This is one of my standby desserts that I can pull out when I want to impress, but don’t have the energy for a major effort. There are several steps, but nothing about this recipe is complicated. While originally a two layer cake, I like the look of a four layer better, so I’ve adapted the recipe. Two layers is easier, so if you want to go that route I’ve included a scaled down frosting recipe (just skip the step that calls for cutting the cakes in two). While dusting a cake pan with flour is traditional, I prefer the look of cocoa powder for chocolate cakes and I think it works just as well. I usually throw the cocoa into the pan and then start shaking it around until the cocoa is thinly covering all the buttered surfaces.

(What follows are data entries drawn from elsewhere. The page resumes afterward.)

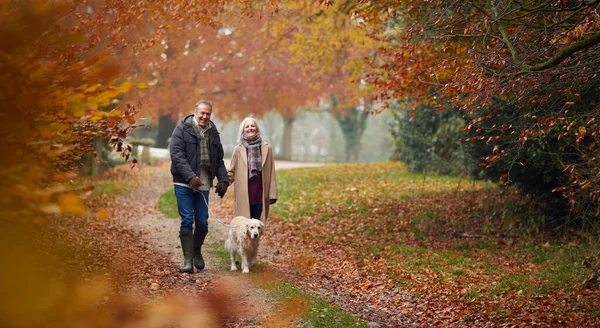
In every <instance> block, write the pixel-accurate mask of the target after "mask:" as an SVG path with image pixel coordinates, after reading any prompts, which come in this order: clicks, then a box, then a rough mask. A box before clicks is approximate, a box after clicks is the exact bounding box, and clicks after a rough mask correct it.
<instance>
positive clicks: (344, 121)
mask: <svg viewBox="0 0 600 328" xmlns="http://www.w3.org/2000/svg"><path fill="white" fill-rule="evenodd" d="M368 117H369V114H368V113H367V112H366V111H365V110H359V109H358V108H356V107H353V108H352V109H351V110H349V111H345V113H336V114H335V115H334V118H335V120H336V121H338V123H339V124H340V127H341V128H342V133H343V134H344V140H345V141H346V162H348V163H351V162H356V161H358V156H359V154H360V139H361V138H362V135H363V133H364V132H365V129H366V127H367V118H368Z"/></svg>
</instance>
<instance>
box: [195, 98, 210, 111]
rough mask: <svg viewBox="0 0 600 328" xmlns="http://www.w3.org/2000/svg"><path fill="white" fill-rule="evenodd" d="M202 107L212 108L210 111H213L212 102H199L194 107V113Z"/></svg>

I just made this for our office Christmas party – we catered in some food, but one of my co-workers and I brought in dessert. I made this intense chocolate cake and she brought in some yummy white chocolate, oatmeal, cranberry cookies. Chris, another coworker, graciously let me take some photos while she finished off her slice.

This cake goes really well with a strong cup of coffee.

That Chocolate Cake

Adapted from The Essence of Chocolate, Recipes for Baking and Cooking with Fine Chocolate
2 cups granulated sugar
1-3/4 cups all-purpose flour
¾ cup unsweetened natural cocoa powder
1 teaspoon salt
1-1/2 teaspoons baking powder
1-1/2 teaspoons baking soda
3 large eggs, lightly beaten
½ cup canola oil
1 cup whole milk
1 tsp vanilla
1 cup strong hot coffee
2 cups granulated sugar
1 1/2 cup heavy cream
9 ounces dark (60-70%) chocolate, chopped
12 tablespoons (4 ounces) unsalted butter, cut into ½-inch pieces
1 tsp kosher salt
1 teaspoon pure vanilla extract

Place a pan of water on the bottom rack and place the second rack about mid oven and preheat to 350 F. Butter two 9-inch round cake pans and then coat with cocoa powder – about 1 tbs/pan.

Sift the flour, cocoa, salt, baking powder, and baking soda into the bowl of a stand mixer and then mix with the sugar on low. In another bowl beat the eggs, and whisk in the oil, milk and vanilla. Add to the dry ingredients and increase the speed to medium and beat for 2 minutes. Reduce the speed to low and mix in the hot coffee.

Divide the batter evenly between the cake pans. Bake for 25 to 30 minutes, or until a skewer inserted in the center comes out clean. Remove from the oven and cool on a cooling rack for 5 minutes, then turn the layers out onto the rack* and cool completely.

When the cakes have cooled, check the frosting. It should have the consistency of mayonnaise. If it is still too thin, allow it to cool longer. Cut each layer in half – you’ll have 4 layers.

For the Frosting:
In a small saucepan, combine the sugar, salt, and cream and bring to a boil over medium heat, stirring occasionally. Reduce the heat to medium low and simmer for 6 minutes. Add the chocolate and butter and stir until melted. Pour into a bowl and add the vanilla. Set aside to cool and stir occasionally.

Putting it all together:
Place your first layer cut side up on a serving plate/cake stand. Top it with a thin layer of the frosting and add the next layer. Repeat until you’ve added all the cake. To frost the outside of the cake you should start with the top and spread the excess frosting towards the edges, allowing it to fall over the sides. Once the top is done, start adding frosting towards the top of the sides and slowly spread thinly around the sides – you should always work from side to side putting the new frosting towards the top and letting the spreading motion push the excess frosting towards the bottom of the cake. Don’t worry if it isn’t pretty – it’ll taste good anyway.

Frosting for two layers:
1-1/4 cups granulated sugar
3/4 tsp kosher salt
1 cup heavy cream
5 ounces dark (60-70%) chocolate, chopped
8 tablespoons (4 ounces) unsalted butter, cut into ½-inch pieces
1 teaspoon pure vanilla extract

Follow directions as above.

*I flip the whole pan carefully and then just tap on the bottom – that usually frees up the cake without any hassle.